Overview:
ePlus Technology, inc. is seeking a highly skilled and experienced Principal Architect specializing in High Performance Compute (HPC) & AI Infrastructure Design to join our presales team in the Bay Area. In this critical role, you’ll be the technical expert responsible for understanding customer needs, designing robust and scalable HPC / AI solutions, and articulating their value proposition to a diverse range of clients. You’ll focus on the latest HPC / AI technologies from leading compute vendors such as NVIDIA, AMD, Intel, Lenovo, HPE, and Dell, alongside high-performance storage solutions like VAST Data, Pure Storage (FlashBlade), NetApp, and Hammerspace. You’ll also work with critical MLOps platforms, NVIDIA’s AI Enterprise software stack, and advanced GPU orchestration tools, ensuring our clients can tackle their most demanding computational and AI/ML challenges.
Responsibilities:
QUALIFICATIONS
- Bachelor’s degree preferred
- 5+ years of applicable technical pre-sales engineering experience
- Specific Technical Focus: Demonstrated expertise in High Performance Compute (HPC / AI) architectures, including parallel processing, distributed computing, and relevant software stacks.
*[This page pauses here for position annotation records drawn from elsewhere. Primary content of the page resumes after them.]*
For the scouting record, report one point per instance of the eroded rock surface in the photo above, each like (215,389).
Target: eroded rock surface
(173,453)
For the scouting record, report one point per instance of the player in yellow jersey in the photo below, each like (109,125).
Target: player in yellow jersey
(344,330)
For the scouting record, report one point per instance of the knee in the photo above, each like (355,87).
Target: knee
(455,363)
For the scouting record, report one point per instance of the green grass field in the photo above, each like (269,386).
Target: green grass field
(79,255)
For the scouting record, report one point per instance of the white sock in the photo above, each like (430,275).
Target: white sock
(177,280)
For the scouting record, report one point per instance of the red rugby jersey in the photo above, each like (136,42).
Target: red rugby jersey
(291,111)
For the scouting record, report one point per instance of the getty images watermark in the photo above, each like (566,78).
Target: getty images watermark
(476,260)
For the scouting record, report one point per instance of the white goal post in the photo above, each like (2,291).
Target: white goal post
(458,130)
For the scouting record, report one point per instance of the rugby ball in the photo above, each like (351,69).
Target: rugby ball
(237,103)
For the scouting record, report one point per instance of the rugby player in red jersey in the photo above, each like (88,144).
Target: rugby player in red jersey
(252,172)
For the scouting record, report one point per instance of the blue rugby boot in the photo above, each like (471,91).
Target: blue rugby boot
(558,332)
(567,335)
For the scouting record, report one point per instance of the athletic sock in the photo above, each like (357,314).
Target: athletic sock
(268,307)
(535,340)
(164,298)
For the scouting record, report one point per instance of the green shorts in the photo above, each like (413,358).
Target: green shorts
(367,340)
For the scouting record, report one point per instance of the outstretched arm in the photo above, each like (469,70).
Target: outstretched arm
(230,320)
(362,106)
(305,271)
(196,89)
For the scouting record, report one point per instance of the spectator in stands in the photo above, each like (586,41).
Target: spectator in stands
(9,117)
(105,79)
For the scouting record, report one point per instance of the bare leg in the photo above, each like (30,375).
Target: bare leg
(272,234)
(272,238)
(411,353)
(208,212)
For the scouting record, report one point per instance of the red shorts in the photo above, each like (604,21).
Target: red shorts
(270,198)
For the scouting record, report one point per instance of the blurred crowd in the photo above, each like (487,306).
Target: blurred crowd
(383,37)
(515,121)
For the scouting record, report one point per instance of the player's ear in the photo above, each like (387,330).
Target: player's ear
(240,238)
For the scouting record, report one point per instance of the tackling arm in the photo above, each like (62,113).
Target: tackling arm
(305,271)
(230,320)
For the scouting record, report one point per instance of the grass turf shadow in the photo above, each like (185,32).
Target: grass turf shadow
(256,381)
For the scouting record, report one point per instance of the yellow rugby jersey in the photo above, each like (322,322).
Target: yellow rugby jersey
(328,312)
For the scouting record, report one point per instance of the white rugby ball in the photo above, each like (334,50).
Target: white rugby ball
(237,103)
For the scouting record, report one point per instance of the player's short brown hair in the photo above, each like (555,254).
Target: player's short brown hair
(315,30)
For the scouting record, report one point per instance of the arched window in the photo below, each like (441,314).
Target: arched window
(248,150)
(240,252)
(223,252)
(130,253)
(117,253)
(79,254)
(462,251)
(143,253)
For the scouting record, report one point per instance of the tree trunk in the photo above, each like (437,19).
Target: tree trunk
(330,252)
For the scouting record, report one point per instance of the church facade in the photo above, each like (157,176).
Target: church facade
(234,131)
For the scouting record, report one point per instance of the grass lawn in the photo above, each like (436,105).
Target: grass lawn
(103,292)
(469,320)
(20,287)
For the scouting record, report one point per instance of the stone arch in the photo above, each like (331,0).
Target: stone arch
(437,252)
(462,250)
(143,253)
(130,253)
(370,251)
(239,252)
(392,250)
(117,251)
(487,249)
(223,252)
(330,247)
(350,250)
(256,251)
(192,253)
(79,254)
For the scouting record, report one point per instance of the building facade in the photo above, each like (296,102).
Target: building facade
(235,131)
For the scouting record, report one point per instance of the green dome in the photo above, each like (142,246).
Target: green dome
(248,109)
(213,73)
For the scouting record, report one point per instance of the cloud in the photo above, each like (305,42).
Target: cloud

- Vendor Knowledge: Hands-on experience and architectural understanding of HPC / AI solutions from leading compute vendors such as NVIDIA, AMD, Intel, Lenovo, HPE and Dell.
- Storage Expertise: Strong understanding and practical experience with high-performance storage solutions, with specific emphasis on all-flash, parallel file systems (e.g., Lustre, BeeGFS), global namespace (like Hammerspace), and next-generation storage architectures (like VAST Data, Pure Storage, and NetApp).
- Networking Knowledge: Familiarity with high-speed networking technologies used in HPC / AI environments (e.g., InfiniBand, high-speed Ethernet, RoCE v2).
- Operating Systems: Proficiency with Linux-based operating systems commonly used in HPC / AI environments.
- Containerization: Familiarity with containerization technologies (e.g., Docker, Kubernetes) for HPC and AI/ML workloads.
- AI/ML Expertise:
- Comprehensive understanding of the AI/ML lifecycle and stack, including familiarity with MLOps platforms (e.g., Weights & Biases, MLflow, Kubeflow).
- Expertise in LLM models and inference techniques like RAG and fine-tuning.
- AI/ML Cloud Knowledge: Familiarity with leading AI/ML Cloud platforms (e.g., AWS, Azure, Google Cloud) and a readiness to deepen expertise in their HPC and AI/ML specific offerings (e.g., AWS SageMaker, AWS Bedrock, Azure HPC / AI, Google Cloud AI Platform).
- Cluster Management & Orchestration: Understanding and familiarity with HPC / AI cluster management and workload orchestration platforms (e.g., Slurm, Kubernetes, NVIDIA Run:ai), including monitoring tools (e.g., Bright Cluster Manager (BCM), Prometheus, Grafana) is a plus.
- Customer-Facing Experience: Proven ability to build strong relationships with clients, act as a trusted advisor, and prior experience at a customer or in a presales or customer-facing technical consulting role at a VAR or technology vendor.
- Problem-Solving: Excellent analytical and problem-solving skills, with the ability to translate complex technical concepts into clear, actionable solutions.
- Communication: Exceptional written and verbal communication skills, with the ability to present complex technical information to both technical and non-technical audiences.
PHYSICAL REQUIREMENTS
While performing this role, you will engage in both seated and occasional standing or walking activities. We provide reasonable accommodations, in accordance with relevant laws, to support success in this position.
By embracing our values, you will contribute to our collective mission of making a positive impact within our organization and the broader community. We understand that this job description serves as a guide and is not an employment contract.